Testimony Before the House Appropriations Subcommittee on Commerce, Justice, Science, and Related Agencies by LSC President Helaine M. Barnett, March 29, 2007

Mr. Chairman, Congressman Frelinghuysen, and Members of the Subcommittee, thank you for giving Chairman Strickland and me this opportunity to testify before the House Appropriations Subcommittee on Commerce, Justice, Science, and Related Agencies.  I also want to thank you for the bipartisan support you have demonstrated toward LSC, including the increase in our fiscal year 2007 funding.

I was appointed President of LSC in January 2004. My entire legal career has been devoted to the delivery of legal services to low-income people at the Legal Aid Society of New York City, where I was a legal aid lawyer for 37 years, which included 10 years as head of its Civil Division.

The Legal Services Corporation is the single largest source of funding for civil legal aid for low-income individuals and families. We fund 138 programs with more than 900 offices serving every Congressional district.

LSC distributes more than 95 percent of its appropriation to these programs and provides effective oversight to ensure that programs provide high-quality legal services and comply with Congressional restrictions, LSC rules, and regulations.  Administrative expenses are only about 4 percent of LSC's budget-low by any standard.

The clients of LSC-funded programs, the most vulnerable among us, live at or below 125 percent of the federal poverty level-an income of about $25,000 a year for a family of four. Three out of four are women, many of whom are mothers struggling to keep their families together and their children safe, fed and housed.  

The clients of LSC-funded programs are all races and ethnicities, young and old, the working poor, people with disabilities, single parents, veterans, victims of domestic violence, and victims of natural disasters such as Hurricane Katrina. LSC-funded programs make a meaningful difference in the lives of their clients-helping them secure basic human needs such as safe and habitable housing, access to needed health care, a job that pays a living wage, protection from abusive relationships, and assistance in preventing foreclosures.

But, as LSC's Justice Gap Report documents, our programs are turning away half the people who seek their help-and are eligible to receive it.
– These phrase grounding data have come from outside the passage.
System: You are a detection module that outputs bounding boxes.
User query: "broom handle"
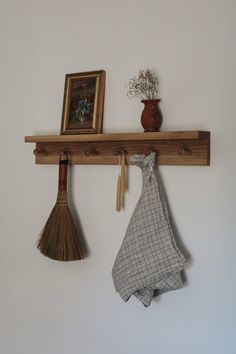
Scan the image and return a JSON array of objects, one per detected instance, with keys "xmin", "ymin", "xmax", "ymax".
[{"xmin": 58, "ymin": 160, "xmax": 68, "ymax": 192}]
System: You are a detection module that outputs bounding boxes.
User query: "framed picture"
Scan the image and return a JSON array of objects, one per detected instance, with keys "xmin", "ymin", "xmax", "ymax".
[{"xmin": 61, "ymin": 70, "xmax": 106, "ymax": 134}]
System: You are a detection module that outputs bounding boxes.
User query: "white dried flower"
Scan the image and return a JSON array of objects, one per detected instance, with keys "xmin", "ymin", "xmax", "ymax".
[{"xmin": 127, "ymin": 69, "xmax": 159, "ymax": 99}]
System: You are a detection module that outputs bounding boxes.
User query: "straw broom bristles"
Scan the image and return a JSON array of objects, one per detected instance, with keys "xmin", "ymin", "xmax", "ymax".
[{"xmin": 37, "ymin": 153, "xmax": 83, "ymax": 261}]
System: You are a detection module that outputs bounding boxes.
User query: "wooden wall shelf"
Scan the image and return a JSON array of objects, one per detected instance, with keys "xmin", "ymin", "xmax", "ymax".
[{"xmin": 25, "ymin": 131, "xmax": 210, "ymax": 166}]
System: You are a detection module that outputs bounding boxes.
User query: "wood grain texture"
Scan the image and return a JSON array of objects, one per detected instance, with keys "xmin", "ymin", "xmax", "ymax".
[
  {"xmin": 25, "ymin": 130, "xmax": 210, "ymax": 143},
  {"xmin": 30, "ymin": 139, "xmax": 210, "ymax": 166}
]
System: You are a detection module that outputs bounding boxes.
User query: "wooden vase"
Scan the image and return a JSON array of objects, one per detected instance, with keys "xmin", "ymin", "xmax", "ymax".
[{"xmin": 141, "ymin": 99, "xmax": 162, "ymax": 132}]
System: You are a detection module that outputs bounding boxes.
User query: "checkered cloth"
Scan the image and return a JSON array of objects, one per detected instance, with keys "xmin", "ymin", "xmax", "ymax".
[{"xmin": 112, "ymin": 152, "xmax": 185, "ymax": 307}]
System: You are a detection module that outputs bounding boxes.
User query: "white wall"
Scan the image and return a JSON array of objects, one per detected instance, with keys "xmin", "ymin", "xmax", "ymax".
[{"xmin": 0, "ymin": 0, "xmax": 236, "ymax": 354}]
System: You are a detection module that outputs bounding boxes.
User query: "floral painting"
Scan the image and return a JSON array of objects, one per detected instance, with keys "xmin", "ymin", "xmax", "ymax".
[{"xmin": 61, "ymin": 71, "xmax": 105, "ymax": 134}]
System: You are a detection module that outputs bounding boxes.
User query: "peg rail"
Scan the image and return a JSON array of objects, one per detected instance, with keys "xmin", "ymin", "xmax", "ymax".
[{"xmin": 25, "ymin": 131, "xmax": 210, "ymax": 166}]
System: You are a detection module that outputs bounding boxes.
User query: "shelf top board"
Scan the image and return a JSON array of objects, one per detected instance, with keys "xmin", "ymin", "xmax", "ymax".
[{"xmin": 25, "ymin": 130, "xmax": 210, "ymax": 143}]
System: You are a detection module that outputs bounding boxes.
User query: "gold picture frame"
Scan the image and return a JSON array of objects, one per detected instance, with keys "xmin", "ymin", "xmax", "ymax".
[{"xmin": 61, "ymin": 70, "xmax": 106, "ymax": 134}]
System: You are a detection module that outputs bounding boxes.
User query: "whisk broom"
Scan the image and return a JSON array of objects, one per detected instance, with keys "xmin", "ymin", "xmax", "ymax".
[{"xmin": 37, "ymin": 153, "xmax": 83, "ymax": 261}]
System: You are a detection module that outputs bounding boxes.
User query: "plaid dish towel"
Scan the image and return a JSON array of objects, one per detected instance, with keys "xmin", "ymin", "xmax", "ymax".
[{"xmin": 112, "ymin": 152, "xmax": 185, "ymax": 307}]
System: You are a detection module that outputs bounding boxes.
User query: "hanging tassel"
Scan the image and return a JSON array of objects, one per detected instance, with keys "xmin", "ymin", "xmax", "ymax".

For every person served, one equally in need is turned away. This justice gap-the 50 percent of poor people who seek help from LSC-funded programs and are turned away due to limited resources-is why we seek a larger Congressional appropriation.

If anything, the Justice Gap Report understates the unmet need. Many who are eligible for help never seek it-they don't know they have a legal problem, don't know help is available, or don't know where to go for help.

In addition, Hurricane Katrina significantly increased the need for civil legal aid as well as the number of people eligible to receive it.    Many survivors faced more than one pressing legal issue, involving child custody, housing, consumer fraud, or government benefits. While LSC-funded offices have rendered extraordinary service, 18 months later, thousands of those cases are still unresolved. I know from my own experience with 9/11 in New York City that we can expect them to continue for many years to come.

At the same time, the number of poor Americans eligible to receive civil legal aid is growing, as is their need for legal aid.

We at LSC are committed to ensuring that our programs operate efficiently, effectively, and that they use their funds as Congress intends them to be used.

We also take steps to ensure that LSC-funded programs provide legal services of the highest quality. Last year, we revised the Performance Criteria that set the standards of quality. LSC uses these Criteria to evaluate programs and grant applications, and to challenge programs to improve their services.

But LSC cannot fully realize its mission as long as the justice gap endures. We need a multi-pronged effort to secure more resources from both the public and the private sector. In this effort, the federal government must lead the way, consistent with its role in maintaining the formal civil justice system, providing an orderly forum for the resolution of disputes, and providing an avenue to equal justice for all.  State and local governments, private funding sources, and the private bar are also critical partners and share the responsibility for increasing their contributions of both funding and services. 

Our nation promises justice for all, not just for those who can afford to pay for it. America can come closer to realizing that ideal. As U.S. Supreme Court Justice Lewis Powell said, "Equal justice under law is not merely a caption on the faade of the Supreme Court building. It is perhaps the most inspiring ideal of our society ... it is fundamental that justice should be the same, in substance and availability, without regard to economic status." 

I join Chairman Strickland in urging this Subcommittee to help close the justice gap in measured strides and approve our 2008 budget request for $430 million.